Article de Anne-Sophie Lajeunesse (RSEDD 2020)

Article rédigé en mai 2021

 

Alors qu’une transition d’une ampleur peut-être sans précédent, à la fois économique, écologique, numérique, mais aussi sociale… est devant nous, son avènement dépendra, en grande partie, d’un soutien indéfectible du monde de la finance.
Cette mutation majeure de nos modes de production et de consommation implique un plan massif d’investis­sements et une réorientation des dépôts des épargnants vers des financements au profit de projets rentables, certes, mais aussi soutenables.
Il s’agira, pour l’ensemble du secteur financier, de faciliter, voire d’accélérer, cette transition au service d’une économie plus juste et plus durable, en cohérence avec les Objectifs de Développement Durable (ODD) (1).
La France qui s’est investie depuis longtemps en matière de finance durable (label Finansol créé dès 1997), se démarque au sein d’une Europe déjà très active.
En 2019, les fonds labellisés ISR et verts en France représentaient 143.9Mds€, soit 48% des fonds labellisés sous ces mêmes catégories en Europe (source Novethic). Cette même année, la France était le premier pays émetteur de green bonds au monde au 1er semestre, avec 15,3 milliards de dollars, devant les États-Unis qui occupaient la première place depuis 2017.
Par ailleurs, toutes les grandes banques françaises ont pris des engagements pour sortir du financement du charbon (calendriers précis et publics) et, en 2020, ce secteur ne représentait plus que 0.2% de leurs portefeuilles vs 3.6% pour les énergies renouvelables.

Néanmoins, malgré une véritable dynamique, la finance durable demeure encore, en France, concentrée sur les grandes entreprises et les projets liés au changement climatique car les prérequis à son déploiement général ne sont pas réunis.
Nous tenterons, ci-après, sur la base, notamment, d’entretiens réalisés auprès de 6 établissements financiers, de mettre en exergue un certain nombre de leviers qui pourraient être actionnés pour transformer l’épargne des français (5000Mds € (2)), en crédits durables au profit des PME du territoire, sachant, qu’en Europe, les banques sont à l’origine de 95% des financements octroyés aux entreprises (étude O Wyman).

 

Etablir un langage commun comme prérequis…

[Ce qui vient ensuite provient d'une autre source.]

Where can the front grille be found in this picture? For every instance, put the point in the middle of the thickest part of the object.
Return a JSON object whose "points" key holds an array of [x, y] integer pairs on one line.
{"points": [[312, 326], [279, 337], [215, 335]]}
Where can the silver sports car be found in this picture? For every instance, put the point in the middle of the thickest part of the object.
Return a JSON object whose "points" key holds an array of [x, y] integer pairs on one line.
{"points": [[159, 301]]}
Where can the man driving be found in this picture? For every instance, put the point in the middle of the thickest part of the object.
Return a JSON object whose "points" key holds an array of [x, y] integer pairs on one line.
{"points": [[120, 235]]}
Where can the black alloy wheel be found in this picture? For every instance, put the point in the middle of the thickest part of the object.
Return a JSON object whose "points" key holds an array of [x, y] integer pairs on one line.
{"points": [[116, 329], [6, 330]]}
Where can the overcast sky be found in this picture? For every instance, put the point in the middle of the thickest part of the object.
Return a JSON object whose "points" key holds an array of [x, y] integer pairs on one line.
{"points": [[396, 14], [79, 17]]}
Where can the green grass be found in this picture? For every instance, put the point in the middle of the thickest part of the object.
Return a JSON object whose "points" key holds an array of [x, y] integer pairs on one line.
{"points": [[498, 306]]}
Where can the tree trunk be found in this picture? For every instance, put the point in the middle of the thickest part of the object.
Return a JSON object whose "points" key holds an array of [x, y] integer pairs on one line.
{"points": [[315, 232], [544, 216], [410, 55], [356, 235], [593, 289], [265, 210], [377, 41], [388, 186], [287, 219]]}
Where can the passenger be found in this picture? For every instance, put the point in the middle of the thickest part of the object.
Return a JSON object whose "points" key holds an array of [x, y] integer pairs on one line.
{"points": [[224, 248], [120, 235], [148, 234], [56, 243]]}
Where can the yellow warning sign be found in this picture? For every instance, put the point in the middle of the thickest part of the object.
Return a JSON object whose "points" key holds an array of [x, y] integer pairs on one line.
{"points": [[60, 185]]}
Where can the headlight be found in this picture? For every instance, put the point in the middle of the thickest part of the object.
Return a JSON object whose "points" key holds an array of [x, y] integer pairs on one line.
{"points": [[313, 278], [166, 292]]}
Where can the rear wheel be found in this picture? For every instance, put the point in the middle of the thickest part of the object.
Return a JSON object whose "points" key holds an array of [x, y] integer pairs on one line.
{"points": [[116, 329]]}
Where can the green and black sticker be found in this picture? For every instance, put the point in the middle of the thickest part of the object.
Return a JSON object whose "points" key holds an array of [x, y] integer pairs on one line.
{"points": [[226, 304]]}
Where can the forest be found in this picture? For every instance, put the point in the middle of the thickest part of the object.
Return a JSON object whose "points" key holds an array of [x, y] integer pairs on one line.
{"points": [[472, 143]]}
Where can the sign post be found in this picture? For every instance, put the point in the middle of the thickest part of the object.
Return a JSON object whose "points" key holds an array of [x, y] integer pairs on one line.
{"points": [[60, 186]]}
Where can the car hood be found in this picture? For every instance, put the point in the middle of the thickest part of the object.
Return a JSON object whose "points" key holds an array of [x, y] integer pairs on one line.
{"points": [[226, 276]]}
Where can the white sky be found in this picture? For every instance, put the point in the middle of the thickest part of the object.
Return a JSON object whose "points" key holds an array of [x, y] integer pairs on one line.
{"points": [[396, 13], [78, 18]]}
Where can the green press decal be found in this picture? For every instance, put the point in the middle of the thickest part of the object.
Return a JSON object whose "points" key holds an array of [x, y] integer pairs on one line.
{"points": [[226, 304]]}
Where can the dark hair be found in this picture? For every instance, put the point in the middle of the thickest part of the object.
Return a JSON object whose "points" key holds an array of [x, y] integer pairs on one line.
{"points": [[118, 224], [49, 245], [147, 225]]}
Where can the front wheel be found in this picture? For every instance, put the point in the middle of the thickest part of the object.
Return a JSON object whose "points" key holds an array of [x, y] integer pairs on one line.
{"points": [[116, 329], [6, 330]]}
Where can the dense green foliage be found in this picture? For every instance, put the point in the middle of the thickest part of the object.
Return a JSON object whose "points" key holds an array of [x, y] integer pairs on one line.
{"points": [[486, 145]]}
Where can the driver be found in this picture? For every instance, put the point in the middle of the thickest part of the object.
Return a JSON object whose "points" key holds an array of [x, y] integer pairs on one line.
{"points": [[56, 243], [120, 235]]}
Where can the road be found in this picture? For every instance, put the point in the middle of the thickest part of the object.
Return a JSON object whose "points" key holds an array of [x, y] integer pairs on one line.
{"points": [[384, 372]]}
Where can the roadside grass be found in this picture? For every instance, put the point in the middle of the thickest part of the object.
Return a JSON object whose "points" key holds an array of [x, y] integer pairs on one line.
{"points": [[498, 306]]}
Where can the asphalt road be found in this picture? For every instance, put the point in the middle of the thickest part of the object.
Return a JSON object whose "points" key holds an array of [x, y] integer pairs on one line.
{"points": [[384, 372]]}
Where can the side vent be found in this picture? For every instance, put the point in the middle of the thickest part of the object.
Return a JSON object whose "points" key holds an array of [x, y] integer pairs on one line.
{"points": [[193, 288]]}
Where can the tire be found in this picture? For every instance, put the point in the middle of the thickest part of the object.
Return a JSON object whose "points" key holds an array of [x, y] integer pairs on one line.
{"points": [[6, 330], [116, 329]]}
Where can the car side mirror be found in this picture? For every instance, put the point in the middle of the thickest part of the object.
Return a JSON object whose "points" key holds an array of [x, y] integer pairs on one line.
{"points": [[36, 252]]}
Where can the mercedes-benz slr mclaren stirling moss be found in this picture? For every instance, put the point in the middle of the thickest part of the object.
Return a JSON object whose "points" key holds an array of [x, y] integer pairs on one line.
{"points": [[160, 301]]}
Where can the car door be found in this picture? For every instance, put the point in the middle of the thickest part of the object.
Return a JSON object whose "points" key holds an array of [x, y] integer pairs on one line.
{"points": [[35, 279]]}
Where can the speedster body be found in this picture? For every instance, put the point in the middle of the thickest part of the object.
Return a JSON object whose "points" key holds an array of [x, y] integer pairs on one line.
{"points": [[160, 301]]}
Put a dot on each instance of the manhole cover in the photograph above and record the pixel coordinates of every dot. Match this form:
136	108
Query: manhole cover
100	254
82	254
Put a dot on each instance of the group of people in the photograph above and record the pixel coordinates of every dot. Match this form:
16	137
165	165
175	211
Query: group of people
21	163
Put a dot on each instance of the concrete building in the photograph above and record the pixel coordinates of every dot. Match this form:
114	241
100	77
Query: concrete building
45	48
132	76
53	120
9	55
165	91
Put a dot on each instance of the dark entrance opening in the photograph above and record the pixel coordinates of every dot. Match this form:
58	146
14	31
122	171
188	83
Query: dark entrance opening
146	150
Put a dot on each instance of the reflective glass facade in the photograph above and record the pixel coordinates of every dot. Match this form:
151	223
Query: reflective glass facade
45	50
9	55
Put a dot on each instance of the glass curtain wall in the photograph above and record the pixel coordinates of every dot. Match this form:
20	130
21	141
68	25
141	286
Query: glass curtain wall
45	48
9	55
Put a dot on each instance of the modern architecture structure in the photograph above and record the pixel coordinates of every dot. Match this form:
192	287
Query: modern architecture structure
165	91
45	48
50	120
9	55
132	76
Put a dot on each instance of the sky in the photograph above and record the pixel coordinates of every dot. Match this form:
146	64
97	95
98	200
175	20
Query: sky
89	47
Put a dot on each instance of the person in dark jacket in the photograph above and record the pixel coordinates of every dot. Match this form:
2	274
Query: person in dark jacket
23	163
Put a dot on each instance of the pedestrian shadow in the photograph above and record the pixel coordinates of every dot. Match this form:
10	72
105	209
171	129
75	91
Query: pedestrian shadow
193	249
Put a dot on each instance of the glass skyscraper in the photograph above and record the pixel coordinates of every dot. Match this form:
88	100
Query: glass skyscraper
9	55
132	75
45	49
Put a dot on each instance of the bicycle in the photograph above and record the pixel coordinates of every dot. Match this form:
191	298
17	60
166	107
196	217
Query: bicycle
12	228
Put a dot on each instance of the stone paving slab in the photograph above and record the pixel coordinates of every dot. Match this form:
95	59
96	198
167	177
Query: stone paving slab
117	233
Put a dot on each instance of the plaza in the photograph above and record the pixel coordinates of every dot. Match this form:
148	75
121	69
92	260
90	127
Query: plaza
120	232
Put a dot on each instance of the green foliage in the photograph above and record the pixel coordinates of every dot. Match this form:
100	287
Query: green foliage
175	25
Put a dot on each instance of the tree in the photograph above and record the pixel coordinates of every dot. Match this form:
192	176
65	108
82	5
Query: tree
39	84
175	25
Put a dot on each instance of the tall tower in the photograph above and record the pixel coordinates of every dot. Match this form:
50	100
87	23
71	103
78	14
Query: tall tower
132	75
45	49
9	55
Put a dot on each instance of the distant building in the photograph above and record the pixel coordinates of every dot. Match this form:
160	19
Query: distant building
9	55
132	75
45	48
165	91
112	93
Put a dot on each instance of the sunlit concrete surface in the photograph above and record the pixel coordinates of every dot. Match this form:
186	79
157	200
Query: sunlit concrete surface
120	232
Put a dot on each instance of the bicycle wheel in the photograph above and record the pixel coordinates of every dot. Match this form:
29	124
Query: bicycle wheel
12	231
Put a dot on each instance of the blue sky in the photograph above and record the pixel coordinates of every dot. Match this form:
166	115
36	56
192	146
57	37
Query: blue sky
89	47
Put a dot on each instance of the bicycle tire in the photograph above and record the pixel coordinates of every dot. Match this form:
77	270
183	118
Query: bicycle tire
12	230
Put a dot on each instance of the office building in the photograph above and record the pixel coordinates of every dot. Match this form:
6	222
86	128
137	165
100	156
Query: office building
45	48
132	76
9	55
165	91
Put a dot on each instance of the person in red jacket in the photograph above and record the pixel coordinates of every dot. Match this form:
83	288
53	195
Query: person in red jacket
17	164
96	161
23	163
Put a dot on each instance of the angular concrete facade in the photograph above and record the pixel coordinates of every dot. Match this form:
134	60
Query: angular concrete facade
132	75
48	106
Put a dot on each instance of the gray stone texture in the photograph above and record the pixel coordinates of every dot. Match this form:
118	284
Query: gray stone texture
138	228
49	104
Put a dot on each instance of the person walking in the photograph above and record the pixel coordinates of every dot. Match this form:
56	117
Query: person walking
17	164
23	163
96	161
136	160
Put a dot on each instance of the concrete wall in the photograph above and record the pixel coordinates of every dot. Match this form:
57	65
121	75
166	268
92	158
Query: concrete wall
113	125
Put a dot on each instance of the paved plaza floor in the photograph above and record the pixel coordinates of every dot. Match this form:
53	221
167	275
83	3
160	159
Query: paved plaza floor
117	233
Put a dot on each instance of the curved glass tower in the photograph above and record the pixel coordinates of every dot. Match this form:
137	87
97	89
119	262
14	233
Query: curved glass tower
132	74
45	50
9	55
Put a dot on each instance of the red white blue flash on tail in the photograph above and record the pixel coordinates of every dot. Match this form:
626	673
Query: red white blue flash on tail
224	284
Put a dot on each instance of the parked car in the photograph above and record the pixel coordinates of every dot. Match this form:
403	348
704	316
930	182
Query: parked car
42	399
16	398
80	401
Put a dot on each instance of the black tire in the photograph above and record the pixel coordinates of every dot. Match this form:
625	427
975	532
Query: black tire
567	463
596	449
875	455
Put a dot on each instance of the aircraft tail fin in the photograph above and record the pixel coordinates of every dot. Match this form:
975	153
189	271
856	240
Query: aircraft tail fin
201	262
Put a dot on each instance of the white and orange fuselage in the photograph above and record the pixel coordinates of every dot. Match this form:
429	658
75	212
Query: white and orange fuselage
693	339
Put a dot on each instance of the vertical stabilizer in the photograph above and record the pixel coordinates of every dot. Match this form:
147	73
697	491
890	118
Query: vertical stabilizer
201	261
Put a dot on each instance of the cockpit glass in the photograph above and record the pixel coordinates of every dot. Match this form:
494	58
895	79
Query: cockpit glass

Tout d’abord, de quoi parlons-nous ?
Quels sont ces financements qui vont permettre de soutenir une transition juste et durable et que nous qualifierons de finance durable ?

Il n’existe pas, à ce jour, de définition officielle et partagée de la finance durable en France et pas davantage en Europe ou au niveau mondial.
Or, pour mesurer la contribution des banques au financement de la transition, il est indispensable d’avoir des références communes et de s’accorder sur ce qu’est une organisation / un projet durable et, par ricochet, un financement durable.
Ainsi, il sera possible d’externaliser la part des crédits durables dans la production totale de crédits et de réaliser des comparaisons entre établissements bancaires.
A défaut, la porte reste ouverte aux interprétations disparates ainsi qu’aux polémiques.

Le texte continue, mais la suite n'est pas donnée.